Tuesday, May 18, 2010

Getting Just Desserts

Proud American Robin says, "I can hold my head high, 'cause I did the right thing when no one was looking"

On one of my very first birding walks in the fall of '08 I bumped into a local birder named Eric. We have crossed paths several times since then, but on that early trip he was one of the first active members of the birding community that I had met. As we checked the habitat around Plaster Reservoir in Broomfield his ability to locate and identify birds began to shed light on just how little I knew, and how much there was out there that I had not been experiencing. The most memorable such case was his asking if I had seen the Green-tailed Towhee in the Russian Olives we were scanning. I replied that I had, added it to my list, and on we went. Later when I was at home and reviewing some of my pictures I checked through the only guide I had at the time, "Peterson's Guide to the Birds of Western North America". As I flipped through I came to the entry for the Green-tailed Towhee, and I was instantly sure that I hadn't seen that bird. At the time I had in all good conscience thought that I knew which bird he was talking about, and that it was a Green-tailed Towhee. After I realized my mistake I adjusted my list, already knowing that marking off a bird I wasn't sure of would take away some of the reward when I actually did see and identify it at some later point.
A year and a half later the bird and I finally crossed paths once again; the species not the individual - of course.

This time I spotted it as I stood on the deck looking out behind the Beaver Visitor Center at Rocky Mountain National Park. I was looking through my camera's eyepiece - I didn't have my bins in the visitor center - but even at a distance I was confident that this was one of my long sought after targets. I honestly don't know how I missed it for all of last year. They are fairly common, at least for others, but this was my first. Let me confirm that the wait was completely worthwhile.
On a side note, if you are a local, or ever happen to visit RMNP be sure not to overlook the deck off the back of the visitor center.

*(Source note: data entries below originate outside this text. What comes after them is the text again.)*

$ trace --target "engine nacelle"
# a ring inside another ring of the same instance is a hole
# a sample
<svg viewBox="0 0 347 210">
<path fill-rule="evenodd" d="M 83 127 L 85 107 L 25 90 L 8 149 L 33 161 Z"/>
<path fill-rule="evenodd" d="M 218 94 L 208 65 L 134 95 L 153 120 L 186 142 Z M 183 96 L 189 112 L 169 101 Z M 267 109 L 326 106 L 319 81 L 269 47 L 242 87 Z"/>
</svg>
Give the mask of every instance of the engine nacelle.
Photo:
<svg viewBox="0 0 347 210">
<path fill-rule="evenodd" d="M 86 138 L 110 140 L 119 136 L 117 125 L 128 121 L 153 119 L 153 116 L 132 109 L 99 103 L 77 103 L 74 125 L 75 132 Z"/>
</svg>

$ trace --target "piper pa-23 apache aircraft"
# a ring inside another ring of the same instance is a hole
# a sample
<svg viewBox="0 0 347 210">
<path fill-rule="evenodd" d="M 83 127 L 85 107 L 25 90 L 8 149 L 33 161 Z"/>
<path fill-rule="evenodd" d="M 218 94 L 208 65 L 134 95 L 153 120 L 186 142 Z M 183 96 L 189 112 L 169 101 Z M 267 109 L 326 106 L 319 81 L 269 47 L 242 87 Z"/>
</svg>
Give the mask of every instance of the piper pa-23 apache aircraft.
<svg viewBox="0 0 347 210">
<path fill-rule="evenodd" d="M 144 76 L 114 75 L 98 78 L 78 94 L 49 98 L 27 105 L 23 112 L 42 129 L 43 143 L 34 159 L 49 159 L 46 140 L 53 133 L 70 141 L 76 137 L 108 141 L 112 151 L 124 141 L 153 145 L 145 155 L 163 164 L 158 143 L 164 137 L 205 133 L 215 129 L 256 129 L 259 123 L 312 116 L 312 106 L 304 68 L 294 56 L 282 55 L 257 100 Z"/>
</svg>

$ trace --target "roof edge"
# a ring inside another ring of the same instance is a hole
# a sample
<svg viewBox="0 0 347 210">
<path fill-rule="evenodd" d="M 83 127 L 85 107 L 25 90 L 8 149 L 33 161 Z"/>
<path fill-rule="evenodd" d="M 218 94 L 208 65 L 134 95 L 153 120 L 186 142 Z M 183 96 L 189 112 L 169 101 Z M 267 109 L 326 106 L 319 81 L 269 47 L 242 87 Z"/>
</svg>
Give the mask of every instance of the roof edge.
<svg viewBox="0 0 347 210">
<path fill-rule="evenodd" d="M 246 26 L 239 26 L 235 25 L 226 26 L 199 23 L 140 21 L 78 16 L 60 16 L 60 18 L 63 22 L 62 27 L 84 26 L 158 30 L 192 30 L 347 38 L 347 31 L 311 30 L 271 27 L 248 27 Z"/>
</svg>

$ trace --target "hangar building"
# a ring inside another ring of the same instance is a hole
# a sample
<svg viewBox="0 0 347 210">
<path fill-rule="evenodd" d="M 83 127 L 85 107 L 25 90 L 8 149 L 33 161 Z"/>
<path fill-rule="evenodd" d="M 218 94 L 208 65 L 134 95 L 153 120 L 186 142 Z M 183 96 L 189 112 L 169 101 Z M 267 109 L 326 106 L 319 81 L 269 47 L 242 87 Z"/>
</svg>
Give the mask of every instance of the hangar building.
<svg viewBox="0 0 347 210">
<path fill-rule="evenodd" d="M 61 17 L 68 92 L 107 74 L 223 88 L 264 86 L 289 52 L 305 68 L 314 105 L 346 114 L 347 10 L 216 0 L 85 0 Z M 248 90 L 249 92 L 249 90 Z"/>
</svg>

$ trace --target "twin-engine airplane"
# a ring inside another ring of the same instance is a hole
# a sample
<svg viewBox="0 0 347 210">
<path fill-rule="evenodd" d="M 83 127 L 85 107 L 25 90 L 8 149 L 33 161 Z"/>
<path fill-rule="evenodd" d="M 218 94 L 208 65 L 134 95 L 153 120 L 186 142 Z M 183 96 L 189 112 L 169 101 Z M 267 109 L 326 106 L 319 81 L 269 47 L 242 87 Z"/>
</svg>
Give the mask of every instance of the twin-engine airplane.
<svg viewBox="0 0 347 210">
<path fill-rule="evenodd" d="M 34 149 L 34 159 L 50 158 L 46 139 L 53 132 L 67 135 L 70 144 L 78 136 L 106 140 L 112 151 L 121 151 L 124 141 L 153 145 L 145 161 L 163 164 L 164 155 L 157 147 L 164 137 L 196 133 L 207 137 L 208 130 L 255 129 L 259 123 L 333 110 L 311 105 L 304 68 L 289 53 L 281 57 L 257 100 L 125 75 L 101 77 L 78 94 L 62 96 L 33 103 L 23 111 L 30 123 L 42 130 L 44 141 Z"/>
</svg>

The wrap-around walkway raises you up into the Ponderosas and seems to keep the birds in the area comfortable as humans watch their activity.

One of the best way's to observe wildlife is in the company of children. The large herds of Elk that had descended into town with the snow were all fascinating to the eyes of a three year old.

At least pawing through snow must not be too bad when there is new sprouting grass and vegetation below.

To a child, referring to such a beast as "Antler" rather than Elk just makes sense I guess. To an adult, getting to watch a couple of males meander down the sidewalk as you crawl along shooting out the window of a vehicle was pretty cool as well.